Heart failure (HF) is the leading cause of mortality and morbidity in developed countries. The incidence of HF continues to increase after age 65, affecting nearly 1 in 100 individuals (1). This is despite substantial advances in the care of patients, brought about by coronary care units and the development of devices for the treatment of HF including biventricular pacing and left ventricular assist devices (LVADs) (2). The most common cause of HF in developed countries is atherosclerosis and concomitant ischemic heart disease. Other causes include hypertension (which leads to hypertrophy that can degenerate to dilated cardiomyopathy and HF), dilated non-ischemic cardiomyopathies, and much rarer genetic causes.
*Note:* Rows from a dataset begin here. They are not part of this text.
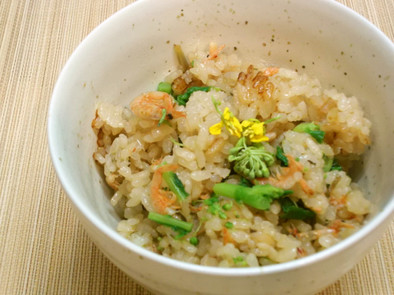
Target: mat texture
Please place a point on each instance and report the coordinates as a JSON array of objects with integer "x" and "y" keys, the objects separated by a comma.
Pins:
[{"x": 43, "y": 248}]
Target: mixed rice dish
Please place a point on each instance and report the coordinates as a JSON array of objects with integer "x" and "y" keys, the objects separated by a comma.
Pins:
[{"x": 234, "y": 165}]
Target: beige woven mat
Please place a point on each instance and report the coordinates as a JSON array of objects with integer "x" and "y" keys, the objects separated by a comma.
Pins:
[{"x": 43, "y": 248}]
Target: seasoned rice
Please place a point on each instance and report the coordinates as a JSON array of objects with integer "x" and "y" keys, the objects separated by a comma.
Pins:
[{"x": 131, "y": 148}]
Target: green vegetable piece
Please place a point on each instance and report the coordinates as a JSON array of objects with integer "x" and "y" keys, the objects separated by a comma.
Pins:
[
  {"x": 177, "y": 225},
  {"x": 292, "y": 211},
  {"x": 182, "y": 99},
  {"x": 164, "y": 87},
  {"x": 312, "y": 129},
  {"x": 335, "y": 165},
  {"x": 258, "y": 196},
  {"x": 227, "y": 206},
  {"x": 229, "y": 225},
  {"x": 175, "y": 185},
  {"x": 280, "y": 155},
  {"x": 245, "y": 182},
  {"x": 194, "y": 241},
  {"x": 250, "y": 161},
  {"x": 330, "y": 164}
]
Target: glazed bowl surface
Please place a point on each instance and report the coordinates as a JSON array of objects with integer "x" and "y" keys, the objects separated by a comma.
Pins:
[{"x": 132, "y": 51}]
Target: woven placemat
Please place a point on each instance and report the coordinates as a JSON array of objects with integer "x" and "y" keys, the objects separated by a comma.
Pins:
[{"x": 43, "y": 248}]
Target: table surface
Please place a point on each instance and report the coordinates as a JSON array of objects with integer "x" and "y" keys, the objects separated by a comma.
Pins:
[{"x": 43, "y": 247}]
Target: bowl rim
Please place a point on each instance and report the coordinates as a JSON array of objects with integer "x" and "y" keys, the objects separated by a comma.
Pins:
[{"x": 109, "y": 232}]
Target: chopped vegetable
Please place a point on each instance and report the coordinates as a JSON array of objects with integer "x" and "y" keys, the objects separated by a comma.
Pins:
[
  {"x": 175, "y": 185},
  {"x": 245, "y": 182},
  {"x": 250, "y": 161},
  {"x": 335, "y": 165},
  {"x": 292, "y": 211},
  {"x": 182, "y": 99},
  {"x": 227, "y": 206},
  {"x": 228, "y": 120},
  {"x": 312, "y": 129},
  {"x": 280, "y": 155},
  {"x": 194, "y": 241},
  {"x": 229, "y": 225},
  {"x": 258, "y": 196},
  {"x": 170, "y": 221},
  {"x": 164, "y": 87},
  {"x": 214, "y": 207},
  {"x": 181, "y": 57}
]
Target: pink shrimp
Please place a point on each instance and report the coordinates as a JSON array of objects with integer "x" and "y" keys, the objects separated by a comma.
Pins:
[
  {"x": 268, "y": 72},
  {"x": 150, "y": 105},
  {"x": 214, "y": 50}
]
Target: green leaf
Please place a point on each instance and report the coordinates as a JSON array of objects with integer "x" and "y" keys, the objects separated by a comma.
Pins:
[
  {"x": 335, "y": 165},
  {"x": 182, "y": 99},
  {"x": 312, "y": 129},
  {"x": 258, "y": 196}
]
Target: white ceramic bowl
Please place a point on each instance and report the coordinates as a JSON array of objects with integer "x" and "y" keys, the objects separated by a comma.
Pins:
[{"x": 132, "y": 51}]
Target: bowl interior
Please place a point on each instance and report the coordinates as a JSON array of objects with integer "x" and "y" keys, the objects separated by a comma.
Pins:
[{"x": 133, "y": 50}]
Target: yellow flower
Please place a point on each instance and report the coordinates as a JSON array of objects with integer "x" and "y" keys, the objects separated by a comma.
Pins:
[
  {"x": 254, "y": 130},
  {"x": 216, "y": 129},
  {"x": 230, "y": 122}
]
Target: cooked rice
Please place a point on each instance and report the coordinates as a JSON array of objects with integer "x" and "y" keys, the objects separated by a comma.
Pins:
[{"x": 130, "y": 149}]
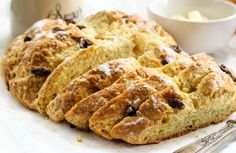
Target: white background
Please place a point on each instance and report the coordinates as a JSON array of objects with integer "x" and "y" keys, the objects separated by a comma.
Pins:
[{"x": 24, "y": 131}]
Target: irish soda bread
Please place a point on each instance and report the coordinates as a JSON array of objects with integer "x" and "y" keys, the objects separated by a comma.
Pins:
[{"x": 120, "y": 76}]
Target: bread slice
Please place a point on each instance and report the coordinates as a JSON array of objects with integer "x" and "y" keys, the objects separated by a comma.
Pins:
[
  {"x": 76, "y": 65},
  {"x": 212, "y": 102},
  {"x": 90, "y": 82},
  {"x": 126, "y": 103},
  {"x": 36, "y": 53},
  {"x": 83, "y": 110}
]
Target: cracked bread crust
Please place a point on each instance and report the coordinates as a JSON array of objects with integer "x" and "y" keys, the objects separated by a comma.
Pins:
[
  {"x": 90, "y": 82},
  {"x": 34, "y": 55},
  {"x": 214, "y": 99},
  {"x": 80, "y": 114},
  {"x": 112, "y": 112},
  {"x": 78, "y": 64}
]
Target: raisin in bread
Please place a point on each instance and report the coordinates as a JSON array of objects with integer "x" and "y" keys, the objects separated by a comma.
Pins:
[
  {"x": 80, "y": 114},
  {"x": 35, "y": 54},
  {"x": 109, "y": 45},
  {"x": 54, "y": 67},
  {"x": 90, "y": 82}
]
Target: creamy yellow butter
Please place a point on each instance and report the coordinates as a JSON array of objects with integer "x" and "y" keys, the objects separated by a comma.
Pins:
[{"x": 191, "y": 16}]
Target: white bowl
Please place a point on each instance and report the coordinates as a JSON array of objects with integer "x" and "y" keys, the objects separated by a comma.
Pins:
[{"x": 194, "y": 37}]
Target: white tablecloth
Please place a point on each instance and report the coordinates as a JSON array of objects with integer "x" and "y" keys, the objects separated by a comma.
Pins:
[{"x": 23, "y": 131}]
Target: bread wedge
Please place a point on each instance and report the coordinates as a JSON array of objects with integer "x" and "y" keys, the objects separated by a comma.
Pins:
[
  {"x": 34, "y": 55},
  {"x": 78, "y": 64},
  {"x": 80, "y": 114},
  {"x": 213, "y": 100},
  {"x": 90, "y": 82},
  {"x": 126, "y": 103}
]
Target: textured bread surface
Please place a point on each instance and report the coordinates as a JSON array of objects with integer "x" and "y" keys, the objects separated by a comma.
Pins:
[
  {"x": 90, "y": 82},
  {"x": 118, "y": 75},
  {"x": 33, "y": 55},
  {"x": 80, "y": 114}
]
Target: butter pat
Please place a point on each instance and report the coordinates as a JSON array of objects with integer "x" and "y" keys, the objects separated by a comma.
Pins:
[{"x": 191, "y": 16}]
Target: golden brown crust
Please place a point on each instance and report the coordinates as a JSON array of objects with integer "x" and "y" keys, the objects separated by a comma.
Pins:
[
  {"x": 107, "y": 116},
  {"x": 79, "y": 64},
  {"x": 90, "y": 82},
  {"x": 82, "y": 111},
  {"x": 143, "y": 106},
  {"x": 34, "y": 55}
]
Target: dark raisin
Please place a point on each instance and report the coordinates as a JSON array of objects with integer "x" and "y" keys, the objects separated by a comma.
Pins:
[
  {"x": 69, "y": 20},
  {"x": 81, "y": 27},
  {"x": 177, "y": 49},
  {"x": 164, "y": 61},
  {"x": 41, "y": 71},
  {"x": 84, "y": 43},
  {"x": 56, "y": 29},
  {"x": 72, "y": 126},
  {"x": 130, "y": 111},
  {"x": 227, "y": 71},
  {"x": 175, "y": 103},
  {"x": 27, "y": 38}
]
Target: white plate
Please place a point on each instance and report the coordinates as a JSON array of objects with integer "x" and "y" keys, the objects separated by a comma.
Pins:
[{"x": 25, "y": 131}]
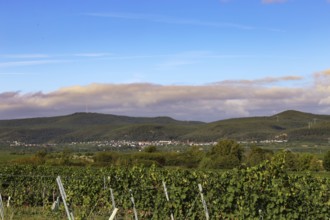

While HF initially involves the myocardium, resulting in decreased cardiac performance, it rapidly affects multiple organs including, most prominently, the neurohormonal, circulatory, and renal systems. Indeed, patients with HF have chronic activation of the sympathetic nervous system, which results in a maladaptive attempt to improve cardiac function. Moreover, β-adrenergic agonists or phosphodiesterase (PDE) inhibitors do increase contractility by increasing cAMP and increasing Ca2+ release, but they also increase mortality. In fact, blocking neurohormonal pathways is the focus of current HF therapy, and while this improves survival, it is limited by side effects and the requirement to titrate drugs to physiological parameters such as heart rate (HR) and blood pressure (3). Additional current therapies are aimed at reducing the symptoms of HF (e.g., diuretics for pulmonary and peripheral congestion), but they do not inhibit HF progression.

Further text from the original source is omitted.